Argyrodite-type sulfide-based solid electrolytes (SEs) have drawn immense interest because of their high ionic conductivity. In contrast, the poor structural and electrochemical stabilities of argyrodite-type SEs have recently emerged as a major issue. Based on the combined method of first principles calculations and electrochemical experiments, here, we present Li₆PO_xS_5−xBr_0.5Cl_0.5 (x = 0, 0.5) SEs and the oxygen (O) substitution mechanism from the surface to the bulk to improve the stability of sulfide-based Li argyrodite SEs, whose surfaces are vulnerable to air exposure. Using first principles calculations, we analyzed the mechanism of the introduction of O substituted for sulfur (S) depending on the different S sites and confirmed the improvement in the stability by calculating the atomic and electronic structures according to the O content for the bulk and the surface models. In particular, we confirmed that variations in the electronic structures of S on the surface and the changed electrochemical environment could facilitate the side reactions, which were suppressed by O introduction. In addition, these designed models were synthesized to verify the calculation results.
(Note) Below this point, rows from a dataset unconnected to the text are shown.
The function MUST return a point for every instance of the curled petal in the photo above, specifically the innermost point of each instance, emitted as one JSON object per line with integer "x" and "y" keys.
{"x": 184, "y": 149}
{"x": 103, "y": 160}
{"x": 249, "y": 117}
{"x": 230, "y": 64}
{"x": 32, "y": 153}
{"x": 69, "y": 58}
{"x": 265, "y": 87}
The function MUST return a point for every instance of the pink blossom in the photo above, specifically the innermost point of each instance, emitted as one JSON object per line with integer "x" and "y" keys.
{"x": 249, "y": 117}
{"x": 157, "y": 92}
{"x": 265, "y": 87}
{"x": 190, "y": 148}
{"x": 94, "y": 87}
Electrochemical experiments revealed the structural decomposition and O penetration depending on the depth from the surface to the bulk are suppressed by O introduction. Moreover, introducing O into Li₆PO_0.5S_4.5Br_0.5Cl_0.5 maintained the ionic conductivity sufficiently, and the conductivity retention after air exposure for a day was notably enhanced compared with that of the pristine Li₆PS₅Br_0.5Cl_0.5. These improved structural and electrochemical stabilities achieved by introducing O can enhance the electrochemical performances. This study provides a rational strategy for developing promising oxysulfide-based SEs for all-solid-state batteries.